Consumer 64-bit processors have been around for a long time now — AMD began selling the Athlon 64, for instance, way back in 2003. Windows XP Professional x64 Edition was released by Microsoft in 2005. I was an early adopter at the time, buying that first-ever Athlon 64 and later running that aforementioned version of Windows.
I say all of that because I am shocked that in 2017 it is considered news if a company starts offering a 64-bit version of its Windows software by default. Well, folks, that is exactly what is happening today. Mozilla will now serve 64-bit Firefox by default to 64-bit Windows users when downloading from the web. In other words, if the user agent reports a 64-bit version of Windows, the webpage will offer 64-bit Firefox first. Users of 32-bit Windows will, of course, still be served the 32-bit Firefox variant.

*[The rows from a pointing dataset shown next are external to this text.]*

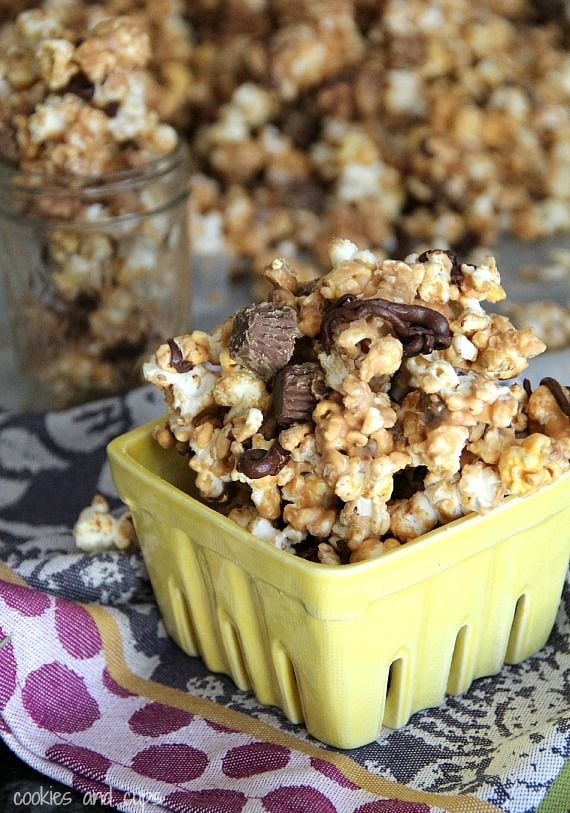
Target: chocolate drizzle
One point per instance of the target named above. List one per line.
(420, 329)
(558, 394)
(257, 463)
(177, 359)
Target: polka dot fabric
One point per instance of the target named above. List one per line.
(65, 713)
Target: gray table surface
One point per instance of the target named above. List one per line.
(215, 297)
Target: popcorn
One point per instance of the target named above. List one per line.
(330, 118)
(373, 427)
(97, 530)
(75, 101)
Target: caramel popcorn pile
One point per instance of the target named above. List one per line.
(75, 110)
(429, 121)
(425, 122)
(345, 417)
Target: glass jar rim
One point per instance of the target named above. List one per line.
(21, 192)
(92, 185)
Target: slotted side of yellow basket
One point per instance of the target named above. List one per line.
(348, 649)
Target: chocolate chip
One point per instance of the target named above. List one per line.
(408, 481)
(81, 86)
(432, 407)
(263, 338)
(558, 394)
(111, 109)
(177, 359)
(296, 390)
(257, 463)
(456, 274)
(308, 549)
(420, 329)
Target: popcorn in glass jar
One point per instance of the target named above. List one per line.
(93, 212)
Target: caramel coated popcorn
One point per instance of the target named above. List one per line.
(365, 409)
(432, 121)
(97, 530)
(76, 109)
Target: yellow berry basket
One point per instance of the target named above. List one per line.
(346, 649)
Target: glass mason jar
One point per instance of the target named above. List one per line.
(97, 274)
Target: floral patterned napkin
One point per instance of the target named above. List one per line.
(94, 694)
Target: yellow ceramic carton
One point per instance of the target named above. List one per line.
(346, 649)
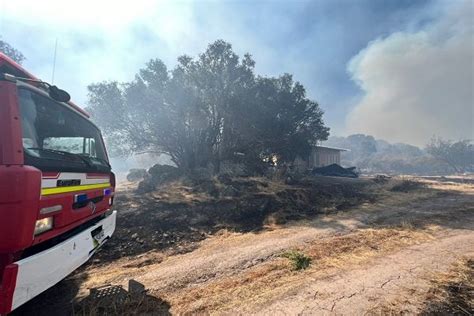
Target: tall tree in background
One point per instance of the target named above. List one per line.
(458, 155)
(208, 110)
(11, 52)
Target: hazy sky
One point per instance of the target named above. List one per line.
(399, 70)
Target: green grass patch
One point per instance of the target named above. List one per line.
(299, 260)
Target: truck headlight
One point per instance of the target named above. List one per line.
(43, 225)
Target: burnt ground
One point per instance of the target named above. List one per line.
(206, 248)
(175, 217)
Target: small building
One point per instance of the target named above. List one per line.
(320, 156)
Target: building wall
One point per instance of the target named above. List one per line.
(321, 157)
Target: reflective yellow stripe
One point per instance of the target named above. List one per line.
(49, 191)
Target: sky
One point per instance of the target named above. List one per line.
(398, 70)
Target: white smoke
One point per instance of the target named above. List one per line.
(418, 84)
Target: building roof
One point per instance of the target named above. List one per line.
(332, 148)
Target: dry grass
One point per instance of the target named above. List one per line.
(452, 292)
(278, 276)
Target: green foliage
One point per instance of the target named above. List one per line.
(458, 155)
(11, 52)
(207, 110)
(298, 260)
(378, 156)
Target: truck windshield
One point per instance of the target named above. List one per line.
(56, 138)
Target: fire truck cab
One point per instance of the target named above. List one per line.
(56, 186)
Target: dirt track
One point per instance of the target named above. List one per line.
(364, 260)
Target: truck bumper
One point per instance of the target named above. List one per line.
(25, 279)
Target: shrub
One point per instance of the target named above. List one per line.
(299, 260)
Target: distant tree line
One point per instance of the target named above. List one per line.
(378, 156)
(208, 110)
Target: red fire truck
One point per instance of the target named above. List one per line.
(56, 186)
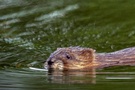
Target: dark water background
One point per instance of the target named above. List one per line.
(32, 29)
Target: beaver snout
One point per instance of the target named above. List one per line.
(54, 64)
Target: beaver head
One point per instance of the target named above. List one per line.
(71, 58)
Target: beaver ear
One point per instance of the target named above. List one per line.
(88, 54)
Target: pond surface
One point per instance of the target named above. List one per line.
(31, 30)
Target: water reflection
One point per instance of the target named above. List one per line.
(71, 77)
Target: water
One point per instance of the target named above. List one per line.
(31, 30)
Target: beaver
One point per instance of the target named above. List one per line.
(81, 58)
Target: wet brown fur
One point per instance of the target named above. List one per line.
(78, 58)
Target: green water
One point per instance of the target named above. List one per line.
(31, 30)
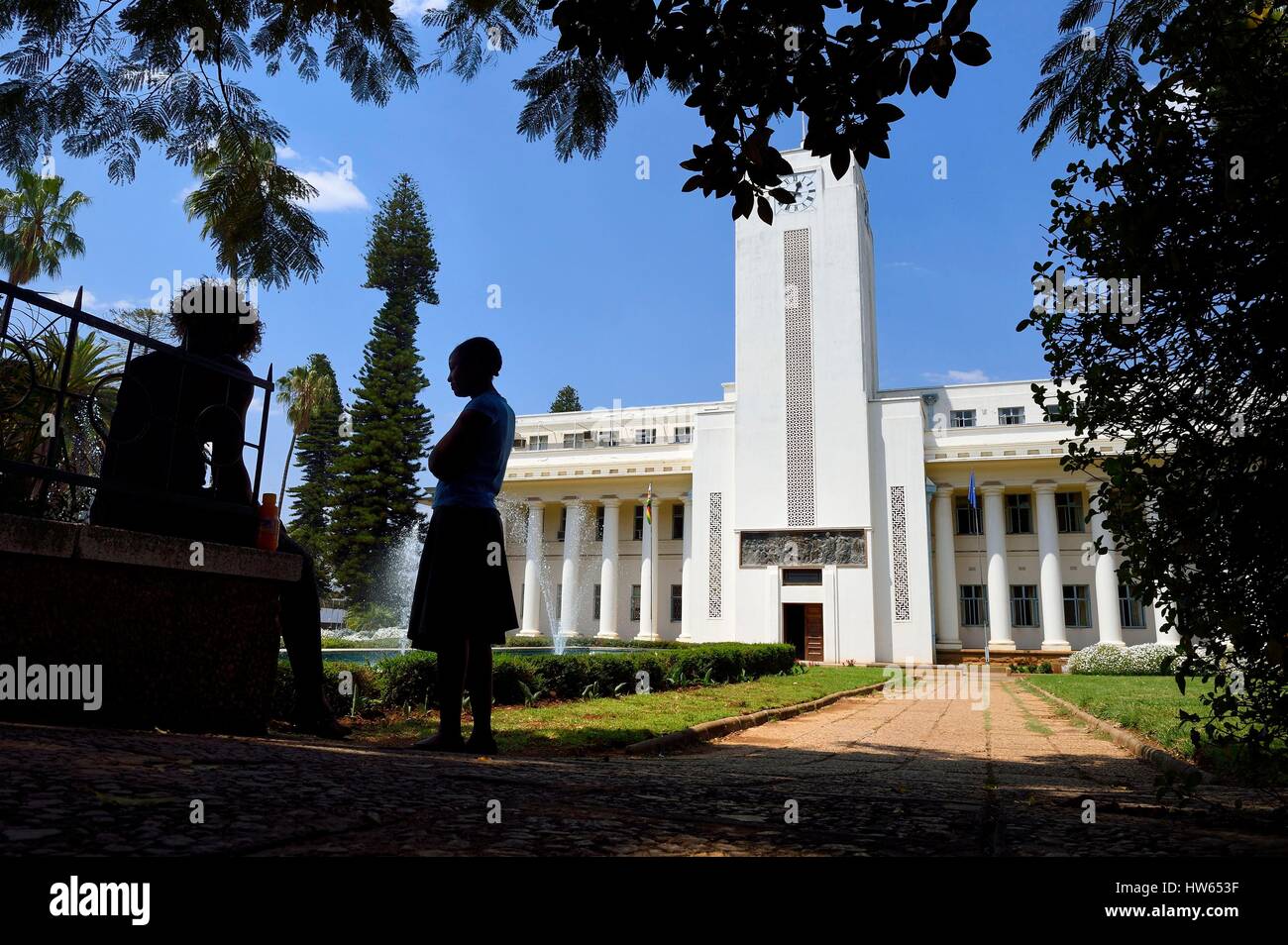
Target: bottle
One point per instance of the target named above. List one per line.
(268, 524)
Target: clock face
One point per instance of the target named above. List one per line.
(804, 188)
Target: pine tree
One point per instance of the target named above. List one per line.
(317, 454)
(390, 428)
(566, 400)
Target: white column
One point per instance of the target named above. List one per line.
(648, 630)
(948, 636)
(1051, 587)
(532, 572)
(1108, 619)
(999, 582)
(608, 572)
(568, 596)
(687, 571)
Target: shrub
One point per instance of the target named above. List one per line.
(1107, 660)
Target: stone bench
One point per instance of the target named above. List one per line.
(181, 645)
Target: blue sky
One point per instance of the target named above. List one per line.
(618, 286)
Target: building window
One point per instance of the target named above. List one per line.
(1077, 605)
(969, 520)
(1129, 609)
(974, 605)
(1024, 605)
(1068, 512)
(803, 576)
(1019, 512)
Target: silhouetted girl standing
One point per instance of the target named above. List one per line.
(464, 602)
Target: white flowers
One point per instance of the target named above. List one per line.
(1108, 660)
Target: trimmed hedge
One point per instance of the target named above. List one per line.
(410, 682)
(593, 641)
(1107, 660)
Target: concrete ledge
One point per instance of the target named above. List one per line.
(175, 645)
(717, 727)
(1141, 747)
(24, 536)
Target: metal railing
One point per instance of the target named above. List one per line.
(38, 398)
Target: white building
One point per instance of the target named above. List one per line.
(807, 505)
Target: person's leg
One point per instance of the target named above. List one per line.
(480, 682)
(452, 658)
(301, 631)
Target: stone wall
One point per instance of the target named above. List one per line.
(181, 647)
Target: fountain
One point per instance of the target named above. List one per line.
(398, 582)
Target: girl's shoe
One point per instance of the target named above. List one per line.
(481, 743)
(439, 743)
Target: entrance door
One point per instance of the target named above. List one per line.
(812, 632)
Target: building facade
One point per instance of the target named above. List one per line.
(807, 505)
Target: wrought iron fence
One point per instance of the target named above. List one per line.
(55, 420)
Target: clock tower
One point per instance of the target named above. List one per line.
(805, 356)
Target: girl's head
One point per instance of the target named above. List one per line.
(472, 366)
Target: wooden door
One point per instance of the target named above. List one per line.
(814, 632)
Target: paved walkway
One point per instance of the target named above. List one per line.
(867, 776)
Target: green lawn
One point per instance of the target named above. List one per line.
(592, 725)
(1146, 704)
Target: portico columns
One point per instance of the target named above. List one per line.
(608, 572)
(687, 571)
(1108, 619)
(999, 583)
(532, 572)
(948, 636)
(1051, 589)
(572, 561)
(648, 631)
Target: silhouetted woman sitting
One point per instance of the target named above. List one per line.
(464, 602)
(166, 412)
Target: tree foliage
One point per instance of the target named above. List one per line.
(317, 454)
(566, 400)
(390, 426)
(112, 78)
(37, 227)
(1183, 407)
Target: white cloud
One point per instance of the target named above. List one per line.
(974, 376)
(335, 192)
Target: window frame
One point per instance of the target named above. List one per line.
(1026, 599)
(1077, 601)
(1019, 505)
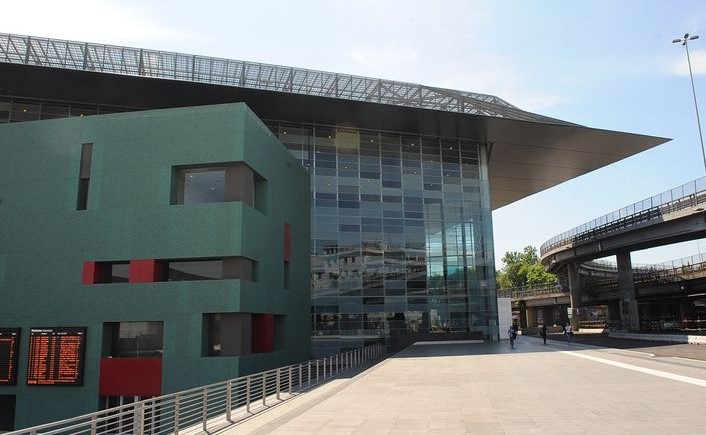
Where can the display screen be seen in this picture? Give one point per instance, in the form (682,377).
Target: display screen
(56,356)
(9,348)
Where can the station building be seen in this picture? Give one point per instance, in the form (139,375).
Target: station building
(145,253)
(403,179)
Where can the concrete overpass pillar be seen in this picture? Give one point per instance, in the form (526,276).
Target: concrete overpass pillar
(531,313)
(629,316)
(574,294)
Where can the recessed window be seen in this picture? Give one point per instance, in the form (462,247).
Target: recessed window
(201,185)
(136,339)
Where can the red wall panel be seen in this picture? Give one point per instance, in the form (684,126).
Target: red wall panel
(263,333)
(287,242)
(130,377)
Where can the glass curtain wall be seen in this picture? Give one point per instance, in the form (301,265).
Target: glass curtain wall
(401,235)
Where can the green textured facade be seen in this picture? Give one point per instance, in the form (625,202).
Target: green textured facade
(132,211)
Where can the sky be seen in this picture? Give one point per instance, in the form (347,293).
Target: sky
(604,64)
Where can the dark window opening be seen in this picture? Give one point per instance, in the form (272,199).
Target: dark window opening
(136,339)
(84,176)
(7,412)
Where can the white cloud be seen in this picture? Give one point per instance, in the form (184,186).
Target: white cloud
(698,63)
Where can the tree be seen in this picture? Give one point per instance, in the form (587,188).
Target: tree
(522,269)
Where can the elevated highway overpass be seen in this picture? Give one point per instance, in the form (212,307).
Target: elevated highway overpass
(673,216)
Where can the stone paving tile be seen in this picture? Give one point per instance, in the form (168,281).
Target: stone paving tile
(491,389)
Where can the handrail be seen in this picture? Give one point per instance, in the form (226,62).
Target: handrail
(210,407)
(686,196)
(74,55)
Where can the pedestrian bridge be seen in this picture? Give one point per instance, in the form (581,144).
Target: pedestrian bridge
(673,216)
(475,388)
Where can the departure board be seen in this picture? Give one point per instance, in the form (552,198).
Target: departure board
(56,356)
(9,348)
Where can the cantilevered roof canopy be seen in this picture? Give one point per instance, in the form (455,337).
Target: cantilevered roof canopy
(528,152)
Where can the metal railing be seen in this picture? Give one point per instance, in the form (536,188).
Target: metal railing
(32,50)
(211,407)
(542,290)
(686,196)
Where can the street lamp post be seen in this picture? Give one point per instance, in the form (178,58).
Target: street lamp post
(684,41)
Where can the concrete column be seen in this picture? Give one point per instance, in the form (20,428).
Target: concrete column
(613,312)
(574,294)
(522,308)
(531,313)
(629,316)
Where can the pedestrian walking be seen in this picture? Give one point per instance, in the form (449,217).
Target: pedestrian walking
(543,333)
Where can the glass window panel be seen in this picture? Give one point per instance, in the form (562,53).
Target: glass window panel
(201,185)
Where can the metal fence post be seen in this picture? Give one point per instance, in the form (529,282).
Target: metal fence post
(229,398)
(278,381)
(247,394)
(140,419)
(176,415)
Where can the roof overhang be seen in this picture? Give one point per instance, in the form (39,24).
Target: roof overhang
(525,157)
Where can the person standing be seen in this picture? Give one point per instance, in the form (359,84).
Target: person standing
(543,333)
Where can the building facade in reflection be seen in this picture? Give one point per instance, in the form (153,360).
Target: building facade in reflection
(401,234)
(403,176)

The Firefox-maker further says, “Here’s the key thing to know: 64-bit applications can access more memory and are less likely to crash than 32-bit applications. Also, with the jump from 32 to 64 bits, a security feature called Address Space Layout Randomization (ASLR) works better to protect you from attackers. macOS and Linux users, fret not. You already enjoy a Firefox that’s optimized for 64-bit.”
If you are currently using a 32-bit version of Firefox on a 64-bit version of Windows, please know that Mozilla will eventually work out a migration strategy to make the transition seamless. If you prefer to upgrade today, you can simply uninstall your current installation of Firefox and then download and install the 64-bit variant.
Keep in mind, if you are not very tech savvy and your current installation of Firefox 32-bit is running fine, you might want to wait — don’t fix what isn’t broke. If you are comfortable with re-installing Firefox, however, it is absolutely worth doing now. As Mozilla says, you won’t just experience potentially better performance, but increased security and decreased crashes. Who doesn’t want that?